Jakarta (ANTARA) - Arsip Nasional Republik Indonesia (ANRI) menyatakan lima warisan dokumenter yang telah terdaftar dalam ingatan kolektif dunia atau Memory of the World (MOW) bisa menjadi acuan bagi pemerintah Indonesia untuk membuat kebijakan.

"Informasi yang terkandung di dalam warisan dokumenter tersebut bisa digunakan oleh masyarakat untuk pengembangan ilmu pengetahuan, sumber penelitian, bahkan sebagai acuan dalam membuat kebijakan bagi pemerintah," kata Kepala ANRI Mego Pinandito dalam acara Anugerah Warisan Dokumenter Indonesia sebagai MOW di Jakarta, Rabu.

Mego mengemukakan, keberhasilan registrasi warisan dokumenter Indonesia sebagai MOW bukan hanya keberhasilan ANRI, Perpustakaan Nasional, atau pemerintah saja, melainkan juga keberhasilan Indonesia dalam usaha penyelamatan, pelestarian, peningkatan akses, serta penyebarluasan warisan dokumenter Indonesia untuk dunia internasional.

Baca juga: Gedung baru ANRI simbol kemajuan dan inovasi kearsipan

Ia juga menyadur pepatah yang mengatakan "Pengalaman adalah guru terbaik”, yang dalam konteks warisan dokumenter, yakni menggunakan catatan-catatan yang terkandung dalam warisan dokumenter sebagai guru terbaik untuk masa depan bangsa yang lebih berkualitas.
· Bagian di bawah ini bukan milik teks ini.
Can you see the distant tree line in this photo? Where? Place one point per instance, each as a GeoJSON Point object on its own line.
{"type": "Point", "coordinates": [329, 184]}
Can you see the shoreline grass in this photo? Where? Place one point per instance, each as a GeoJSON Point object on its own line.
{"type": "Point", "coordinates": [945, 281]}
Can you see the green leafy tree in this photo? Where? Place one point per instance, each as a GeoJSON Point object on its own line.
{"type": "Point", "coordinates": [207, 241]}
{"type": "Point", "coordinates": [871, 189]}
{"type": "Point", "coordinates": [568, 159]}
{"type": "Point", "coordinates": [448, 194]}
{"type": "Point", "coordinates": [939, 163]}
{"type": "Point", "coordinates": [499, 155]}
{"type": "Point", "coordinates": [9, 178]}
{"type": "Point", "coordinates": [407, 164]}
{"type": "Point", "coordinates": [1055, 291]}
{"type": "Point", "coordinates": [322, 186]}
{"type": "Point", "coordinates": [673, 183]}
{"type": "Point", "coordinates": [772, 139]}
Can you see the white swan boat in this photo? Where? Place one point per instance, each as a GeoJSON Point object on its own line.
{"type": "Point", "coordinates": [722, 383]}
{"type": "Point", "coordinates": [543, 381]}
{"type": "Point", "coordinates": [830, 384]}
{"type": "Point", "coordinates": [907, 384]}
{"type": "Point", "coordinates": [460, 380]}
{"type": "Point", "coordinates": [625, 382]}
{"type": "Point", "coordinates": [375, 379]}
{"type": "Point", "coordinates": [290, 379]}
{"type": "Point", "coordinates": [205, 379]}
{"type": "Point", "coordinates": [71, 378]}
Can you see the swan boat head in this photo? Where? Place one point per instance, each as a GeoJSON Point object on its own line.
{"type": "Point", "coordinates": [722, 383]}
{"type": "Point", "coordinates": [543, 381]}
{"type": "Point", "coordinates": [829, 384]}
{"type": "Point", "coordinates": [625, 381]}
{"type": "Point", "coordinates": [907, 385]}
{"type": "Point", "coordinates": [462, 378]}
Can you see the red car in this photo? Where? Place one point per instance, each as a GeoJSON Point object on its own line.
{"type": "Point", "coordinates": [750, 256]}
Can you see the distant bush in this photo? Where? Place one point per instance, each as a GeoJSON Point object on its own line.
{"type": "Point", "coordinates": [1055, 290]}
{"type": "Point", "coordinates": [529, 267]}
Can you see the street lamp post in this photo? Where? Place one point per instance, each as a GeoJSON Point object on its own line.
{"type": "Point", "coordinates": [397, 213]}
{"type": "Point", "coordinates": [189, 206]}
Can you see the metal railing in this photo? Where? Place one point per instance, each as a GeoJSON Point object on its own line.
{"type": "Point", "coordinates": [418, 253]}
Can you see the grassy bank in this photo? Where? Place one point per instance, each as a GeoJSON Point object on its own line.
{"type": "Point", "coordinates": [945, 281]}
Berdasarkan sidang umum UNESCO tanggal 17 April 2025 Indonesia berhasil mencatatkan lima khasanah warisan dokumenter sebagai MOW UNESCO yaitu:

1. Arsip Kartini (joint nomination ANRI dengan Arsip Nasional Belanda dan Leiden University Library);
2. Arsip Pendirian ASEAN (joint nomination ANRI dengan Arsip Nasional Malaysia, Singapura, dan Thailand;
3. Arsip Seni Tari Khas Jawa Mangkunegaran (single nomination Indonesia dari ANRI dan Pura Mangkunegaran);
4. Naskah Syair Hamzah Fansuri (joint nomination Pepustakaan Nasional RI dengan Perpustakaan Nasional Malaysia);
5. Naskah Sang Hyang Siksa Kandang (single nomination Indonesia dari Perpustakaan Nasional RI).

Baca juga: ANRI sebut arsip merupakan jembatan untuk bangun masa depan

Mego menegaskan, keberhasilan lima warisan dokumenter Indonesia sebagai MOW itu bukan akhir dari segalanya, melainkan menjadi awal bagi seluruh lembaga pengelola, nominator dan pemilik kelima warisan dokumenter tersebut untuk menyebarluaskan informasi dan memanfaatkan seluas-luasnya karya-karya yang telah melegenda tersebut.

Menurutnya, penetapan lima arsip sebagai memori kolektif dunia tersebut bukan yang terakhir, melainkan awal dari perjuangan untuk memperkuat diplomasi arsip sebagai bagian dari diplomasi halus (soft diplomacy) yang dilakukan Indonesia dengan memanfaatkan kekayaan budaya, alam, dan berbagai hal lain yang selama ini menjadi kekuatan bangsa.

"Jadi kalau kita berbicara mengenai tarian, seperti Mangkunegaran, itu tidak ada di tempat lain selain Indonesia. Belum lagi kalau kita berbicara baju atau pakaian tradisional, sudah ada beberapa catatan mengenai kain songket yang spesifik, kemudian kita akan kembangkan terus itu sampai ke dunia internasional," tuturnya.